ふくおかフィナンシャルグループ(FG、福岡市)と十八銀行(長崎市)の経営統合に暗雲が漂っている。ふくおかFGの傘下に長崎県佐世保市が本拠地の親和銀行があり、統合によって長崎県内の融資シェアが7割に達するため、「競争環境が阻害される」と懸念する公正取引委員会の審査が長引いているのだ。
これまで地銀再編の旗を振ってきた金融庁は「人口減少が進む中、共倒れしては元も子もない」と怒るが、競争がなくなって不利益を被る銀行利用者が出る可能性も否定はできず、難解な方程式の答えがなかなか出ていないのが現状だ。
九州・山口地区には、一歩進んだ再編が起きている
人口や経済に成長力ないし「現状維持力」があるかどうかは、地銀再編が進むかどうかと表裏一体の関係にある。トヨタ自動車など世界をリードする企業が集積する中京地区では収益をあげるのに困っている地銀が少ないため、地銀の経営統合がほとんど起きていない。しかし、九州・山口地区では熊本、鹿児島両県のトップ地銀同士が統合するなど、全国的に見ても一歩進んだ再編が起きている。金融庁にとっては「お手本」のような地区と言える。
こうした中で、福岡FGと十八銀行の経営統合は、地銀再編を語るうえで特徴的な内容として「同一県内でしのぎを削ってきた1位、2位行が合併する」ということがある。金融庁が「先行モデル」と位置づけているのもそのためだ。
福岡FG傘下には福岡県内のトップ地銀だった福岡銀行のほか、親和銀行と熊本銀行がぶら下がる。長崎市が本拠の十八銀行(長崎県1位)と佐世保市が本拠の親和銀行(同県2位)は、これまで長崎県内で地域によって「すみ分け」をしてきたのだが、人口減少などによって、そうも言っていられなくなり、互いの領域で激しい営業攻勢も珍しくなくなっていた。
もちろんサービス競争が起きるのは利用者にとって悪いことではないが、消耗戦が続くことで地域の金融機関がたちゆかなくなっては、結果的に利用者にとっても良いことではない。そんな事情もあって関係者が決断したのが、ふくおかFGと十八銀行の経営統合だった。予定では十八銀行が2017年4月にふくおかFGの傘下に入り、2018年4月に十八銀行と親和銀行が合併するとしていた。
他の地銀再編の動きにもブレーキ
ふくおかFGと十八銀行は2016年2月、経営統合で基本合意したと発表。6月に公取に審査を申請、7月に公取の2次審査が始まった。経営統合は公取の審査をクリアすることが前提だが、審査が長引いているため12月に予定していた臨時株主総会を先送りする、と11月10日に発表している。その後も審査が続いているため、「2017年4月の経営統合」は「17年10月」に延期せざるを得ない状況だ。
この間、不幸なことも起きた。

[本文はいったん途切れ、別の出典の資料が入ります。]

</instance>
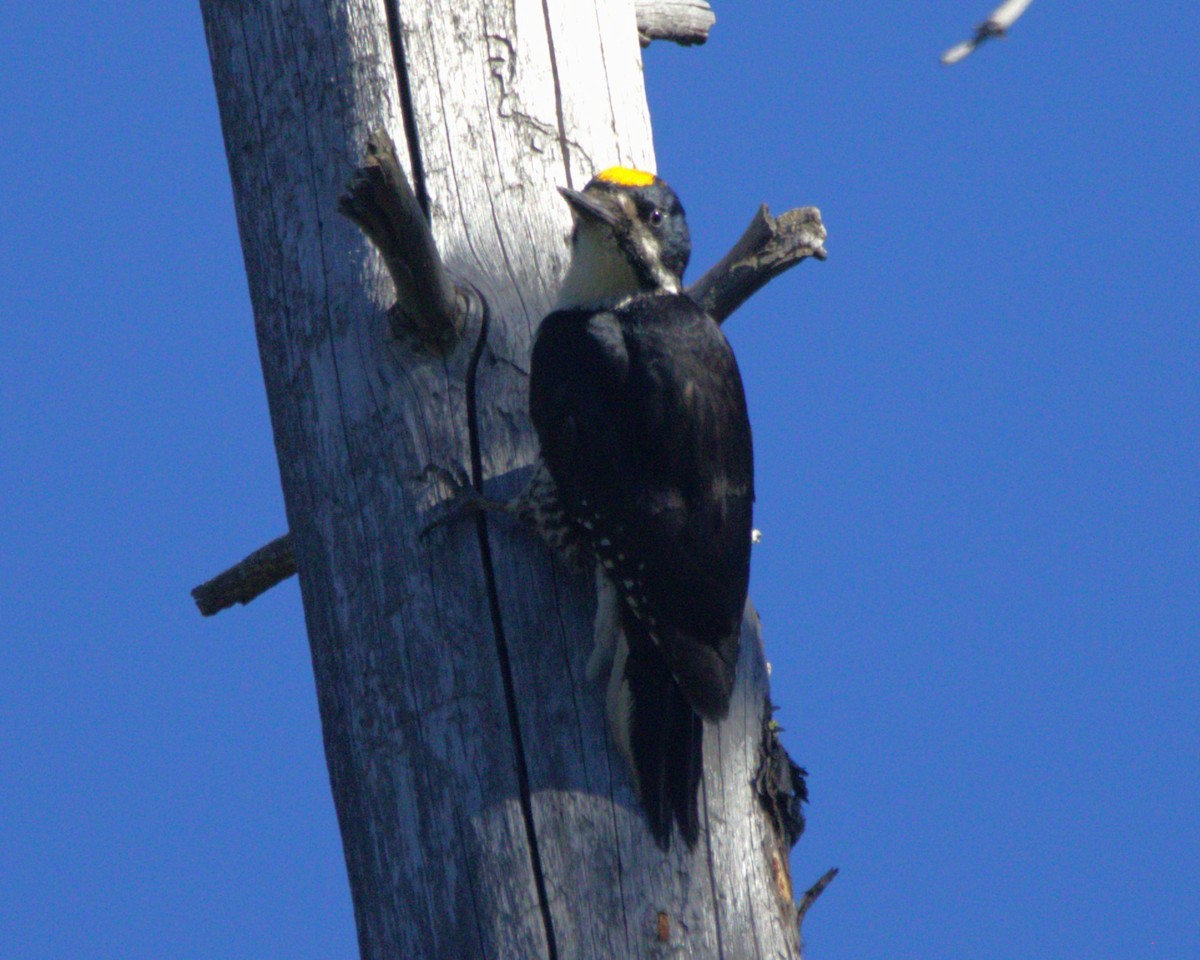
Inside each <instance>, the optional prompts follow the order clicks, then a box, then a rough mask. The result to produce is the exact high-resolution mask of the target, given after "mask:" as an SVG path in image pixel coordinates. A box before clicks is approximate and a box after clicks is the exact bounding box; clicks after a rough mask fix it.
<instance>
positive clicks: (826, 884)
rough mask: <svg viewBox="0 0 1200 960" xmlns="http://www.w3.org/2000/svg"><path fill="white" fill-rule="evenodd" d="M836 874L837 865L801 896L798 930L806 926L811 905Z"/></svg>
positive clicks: (796, 917) (797, 925) (803, 941)
mask: <svg viewBox="0 0 1200 960" xmlns="http://www.w3.org/2000/svg"><path fill="white" fill-rule="evenodd" d="M835 876H838V868H836V866H835V868H833V869H832V870H827V871H826V872H824V875H823V876H822V877H821V880H818V881H817V882H816V883H814V884H812V886H811V887H809V889H808V892H806V893H805V894H804V896H802V898H800V902H799V904H797V905H796V930H797V932H800V931H802V928H803V926H804V916H805V914H806V913H808V912H809V907H811V906H812V905H814V904H815V902H816V901H817V898H818V896H820V895H821V894H823V893H824V888H826V887H828V886H829V884H830V883H833V878H834V877H835ZM803 946H804V937H803V935H802V936H800V947H802V949H803Z"/></svg>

16年11月28日、十八銀行専務(59)が長崎市内の自宅マンション敷地で死亡しているのが発見された。地元メディアなどの報道によれば、自宅ベランダから飛び降り自殺したとみられている。経営統合に携わっており、心労が重なった可能性がある。
公取と「ふくおかFG・十八銀行」グループの間では、競争環境を維持するために一部の店舗を別の金融機関に譲り渡すことなどを協議しているとみられている。ただ、店舗といっても物理的な不動産であるだけでなく、長年取引のある顧客がついていて成り立っている。単なる不動産の売却にとどまらず、「地の利」を判断して顧客も移る可能性がある。それこそが公取の審査にかかわる部分だが、それは困るのが「ふくおかFG・十八銀行」グループ。この辺りの協議が難航している可能性はある。
ともあれ、「ふくおかFG・十八銀行」の経営統合計画が発表された後、公取審査で「店晒し」が続くなか、他の地銀再編の動きにもブレーキがかかっているのは事実。日銀のマイナス金利政策による低金利など地銀の経営環境は人口減少以外にも厳しさを増しており、「ふくおかFG・十八銀行」グループは公取の早期の結論を望んでいる。